Task Router
Smart routing layer that analyzes tasks and recommends the optimal agent to minimize Opus usage while maintaining quality.
When to Use
Always call analyze_task_routing before spawning a sub-agent. This prevents defaulting to Opus for tasks that Sonnet or Haiku can handle.
Tool: analyze_task_routing
Analyzes a task and returns the recommended agent with reasoning.
Usage:
// Before spawning
const routing = await analyze_task_routing({
task: "Polish the analytics dashboard UI",
context: "React + Tailwind, needs to match Command Center aesthetics"
});
// Then spawn with the recommendation
sessions_spawn({
agentId: routing.agent,
task: task_description,
// ... other params
});
Routing Criteria
Haiku (DEFAULT for Simple Tasks — Feb 2, 2026 Update)
Use for:
- •Simple file edits (formatting, renaming, basic refactoring)
- •Quick Q&A or fact lookups
- •Basic data transformations
- •Status checks, summaries under 1000 words
- •Repetitive tasks with clear instructions
- •Single-file research summaries
- •Web scraping with clear targets
- •File organization/moving
- •Basic API calls with known patterns
- •Generating lists or enumerations
- •Simple templating tasks
Try Haiku FIRST if the task:
- •Has clear, specific instructions
- •Doesn't require creative judgment
- •Can be validated objectively
- •Follows a known pattern
Escalate to Sonnet only if:
- •Task requires reasoning or judgment
- •Multi-step workflows with dependencies
- •Output quality needs to be nuanced
Sonnet (Default Workhorse)
Use for:
- •General coding tasks (features, bug fixes, testing)
- •Research and analysis
- •Content generation (blog posts, docs, reports)

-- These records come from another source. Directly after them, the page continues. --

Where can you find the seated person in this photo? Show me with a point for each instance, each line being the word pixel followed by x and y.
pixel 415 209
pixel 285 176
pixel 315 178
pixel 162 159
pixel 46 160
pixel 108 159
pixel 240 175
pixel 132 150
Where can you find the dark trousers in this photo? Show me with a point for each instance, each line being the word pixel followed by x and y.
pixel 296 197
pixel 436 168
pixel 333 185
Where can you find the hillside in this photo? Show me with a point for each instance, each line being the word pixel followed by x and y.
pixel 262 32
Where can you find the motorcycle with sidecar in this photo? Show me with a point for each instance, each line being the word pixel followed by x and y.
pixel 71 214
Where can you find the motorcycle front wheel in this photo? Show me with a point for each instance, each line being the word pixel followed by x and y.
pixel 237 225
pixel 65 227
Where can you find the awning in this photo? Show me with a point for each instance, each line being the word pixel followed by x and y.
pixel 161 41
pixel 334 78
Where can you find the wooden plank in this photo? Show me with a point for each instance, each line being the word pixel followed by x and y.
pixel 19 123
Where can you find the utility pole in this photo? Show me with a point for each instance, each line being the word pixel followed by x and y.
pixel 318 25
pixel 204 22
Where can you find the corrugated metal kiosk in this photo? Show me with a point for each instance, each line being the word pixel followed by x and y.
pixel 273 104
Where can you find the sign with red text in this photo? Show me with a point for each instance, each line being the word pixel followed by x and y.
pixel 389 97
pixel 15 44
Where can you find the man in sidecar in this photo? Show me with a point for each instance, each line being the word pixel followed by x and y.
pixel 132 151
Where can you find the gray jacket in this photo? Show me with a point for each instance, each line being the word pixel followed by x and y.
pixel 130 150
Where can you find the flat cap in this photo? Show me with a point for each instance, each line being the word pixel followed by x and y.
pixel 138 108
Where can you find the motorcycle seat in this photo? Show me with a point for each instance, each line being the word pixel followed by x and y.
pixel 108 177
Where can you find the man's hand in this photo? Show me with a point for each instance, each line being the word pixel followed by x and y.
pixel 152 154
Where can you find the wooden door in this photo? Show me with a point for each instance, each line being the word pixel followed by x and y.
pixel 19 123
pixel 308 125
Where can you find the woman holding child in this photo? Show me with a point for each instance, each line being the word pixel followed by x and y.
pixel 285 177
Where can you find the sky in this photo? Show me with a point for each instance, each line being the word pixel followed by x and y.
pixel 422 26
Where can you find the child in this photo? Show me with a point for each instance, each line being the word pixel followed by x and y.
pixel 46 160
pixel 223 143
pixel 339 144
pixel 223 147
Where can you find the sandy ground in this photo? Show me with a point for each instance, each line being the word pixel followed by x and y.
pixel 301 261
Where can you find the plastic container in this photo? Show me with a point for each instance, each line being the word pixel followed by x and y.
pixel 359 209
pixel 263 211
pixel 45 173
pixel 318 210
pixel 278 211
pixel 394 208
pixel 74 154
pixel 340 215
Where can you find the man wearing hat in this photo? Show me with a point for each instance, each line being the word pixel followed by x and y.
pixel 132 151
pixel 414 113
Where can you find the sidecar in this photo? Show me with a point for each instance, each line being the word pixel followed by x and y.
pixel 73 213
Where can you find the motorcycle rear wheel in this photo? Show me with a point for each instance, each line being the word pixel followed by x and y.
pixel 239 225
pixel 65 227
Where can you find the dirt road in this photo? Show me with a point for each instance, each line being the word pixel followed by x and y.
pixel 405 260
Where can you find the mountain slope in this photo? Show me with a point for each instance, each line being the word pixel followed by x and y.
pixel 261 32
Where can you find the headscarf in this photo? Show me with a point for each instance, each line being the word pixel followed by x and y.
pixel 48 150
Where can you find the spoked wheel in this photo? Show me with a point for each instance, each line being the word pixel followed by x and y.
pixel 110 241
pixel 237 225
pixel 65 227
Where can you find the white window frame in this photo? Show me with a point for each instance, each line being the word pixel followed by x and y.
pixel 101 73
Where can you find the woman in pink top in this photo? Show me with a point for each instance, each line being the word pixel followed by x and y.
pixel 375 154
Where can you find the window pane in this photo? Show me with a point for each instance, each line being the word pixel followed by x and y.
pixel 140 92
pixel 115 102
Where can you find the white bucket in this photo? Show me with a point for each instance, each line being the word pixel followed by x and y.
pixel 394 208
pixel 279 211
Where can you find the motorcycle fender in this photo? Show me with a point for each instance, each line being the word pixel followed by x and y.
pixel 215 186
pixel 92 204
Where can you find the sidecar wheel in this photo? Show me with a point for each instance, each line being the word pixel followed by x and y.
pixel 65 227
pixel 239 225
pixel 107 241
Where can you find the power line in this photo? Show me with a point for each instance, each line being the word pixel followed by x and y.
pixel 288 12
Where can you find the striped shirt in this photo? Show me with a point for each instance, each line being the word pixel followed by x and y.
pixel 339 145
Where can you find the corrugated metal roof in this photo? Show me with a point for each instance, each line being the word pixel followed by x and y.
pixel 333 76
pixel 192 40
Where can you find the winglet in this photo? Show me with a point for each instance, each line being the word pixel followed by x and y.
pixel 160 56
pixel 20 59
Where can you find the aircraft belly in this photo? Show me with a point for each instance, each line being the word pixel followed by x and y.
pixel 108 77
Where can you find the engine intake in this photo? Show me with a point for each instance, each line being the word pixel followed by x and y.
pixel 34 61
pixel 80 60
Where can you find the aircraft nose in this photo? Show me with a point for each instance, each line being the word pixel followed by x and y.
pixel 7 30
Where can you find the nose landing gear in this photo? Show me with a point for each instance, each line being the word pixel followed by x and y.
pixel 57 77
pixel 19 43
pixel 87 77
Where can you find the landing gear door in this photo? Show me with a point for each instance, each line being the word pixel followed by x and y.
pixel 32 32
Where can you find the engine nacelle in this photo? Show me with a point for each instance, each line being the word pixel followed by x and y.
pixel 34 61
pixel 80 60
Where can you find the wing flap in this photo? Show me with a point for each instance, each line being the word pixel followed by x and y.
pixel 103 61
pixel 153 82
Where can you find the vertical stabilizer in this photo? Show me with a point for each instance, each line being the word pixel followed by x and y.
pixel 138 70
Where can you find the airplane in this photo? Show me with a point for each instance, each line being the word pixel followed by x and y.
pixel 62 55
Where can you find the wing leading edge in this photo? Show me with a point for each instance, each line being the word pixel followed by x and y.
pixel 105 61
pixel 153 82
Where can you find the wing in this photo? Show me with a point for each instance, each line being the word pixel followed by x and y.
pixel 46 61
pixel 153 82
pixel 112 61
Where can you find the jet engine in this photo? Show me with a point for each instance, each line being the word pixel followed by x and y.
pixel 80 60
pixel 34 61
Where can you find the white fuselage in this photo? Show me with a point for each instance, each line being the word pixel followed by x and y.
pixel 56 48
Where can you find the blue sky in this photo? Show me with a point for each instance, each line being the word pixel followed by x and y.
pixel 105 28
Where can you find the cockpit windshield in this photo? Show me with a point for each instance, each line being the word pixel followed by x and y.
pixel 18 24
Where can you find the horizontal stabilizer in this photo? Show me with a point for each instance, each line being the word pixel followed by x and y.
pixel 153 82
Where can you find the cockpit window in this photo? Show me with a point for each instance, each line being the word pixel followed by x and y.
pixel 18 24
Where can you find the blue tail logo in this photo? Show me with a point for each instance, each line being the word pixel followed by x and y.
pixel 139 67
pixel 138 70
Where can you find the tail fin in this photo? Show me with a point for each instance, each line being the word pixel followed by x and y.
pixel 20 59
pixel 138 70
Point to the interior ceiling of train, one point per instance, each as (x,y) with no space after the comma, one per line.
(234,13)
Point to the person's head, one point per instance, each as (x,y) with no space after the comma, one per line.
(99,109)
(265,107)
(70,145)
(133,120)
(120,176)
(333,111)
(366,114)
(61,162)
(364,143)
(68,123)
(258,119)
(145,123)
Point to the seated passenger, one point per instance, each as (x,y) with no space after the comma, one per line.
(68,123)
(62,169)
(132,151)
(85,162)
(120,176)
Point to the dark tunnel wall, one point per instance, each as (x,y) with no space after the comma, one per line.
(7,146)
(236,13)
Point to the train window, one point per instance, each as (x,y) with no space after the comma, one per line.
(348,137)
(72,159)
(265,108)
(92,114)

- •Data processing and transformation
- •Most API integrations
- •File reorganization with logic
- •Standard debugging
This should handle 70-80% of tasks.
Codex (Reasoning for Code)
Use for:
- •Complex UI/UX implementation
- •Architecture decisions and refactoring
- •Debugging subtle/tricky bugs
- •Performance optimization
- •Code reviews requiring deep analysis
- •Building entire features from scratch
- •Complex algorithm implementation
Codex uses o1 reasoning - great for "thinking through" code problems.
Opus (Strategic Oversight)
Reserve for:
- •Multi-agent coordination
- •Complex strategic decisions spanning multiple domains
- •Sensitive business logic requiring judgment
- •Tasks requiring McKinzie's context/preferences
- •Novel problems without clear solutions
- •High-stakes decisions
Opus should be rare - most work should delegate down.
Implementation Notes
- •Routing uses Sonnet to analyze tasks (cheap, fast, smart enough)
- •Default to Sonnet if uncertain - safer than Haiku, cheaper than Opus
- •I can override the recommendation if context requires it
- •Track routing decisions in session notes for improvement
Examples
// Simple edit → Haiku
analyze_task_routing({ task: "Fix indentation in config.json" })
// → { agent: "haiku", reasoning: "Simple formatting task" }
// Feature work → Sonnet
analyze_task_routing({ task: "Add email validation to signup form" })
// → { agent: "sonnet", reasoning: "Standard feature implementation" }
// Complex UI → Codex
analyze_task_routing({ task: "Build interactive data visualization with D3" })
// → { agent: "codex", reasoning: "Complex UI requiring architectural decisions" }
// Strategic → Opus
analyze_task_routing({ task: "Design routing strategy for multi-agent system" })
// → { agent: "opus", reasoning: "Meta-level strategic decision" }
Cost Impact
Typical session costs (rough estimates):
- •Haiku: $0.01 - $0.10
- •Sonnet: $0.10 - $1.00
- •Codex: $0.50 - $5.00 (reasoning tokens)
- •Opus: $2.00 - $20.00
Using this routing can save 60-80% on agent costs by preventing Opus from handling Sonnet-tier work.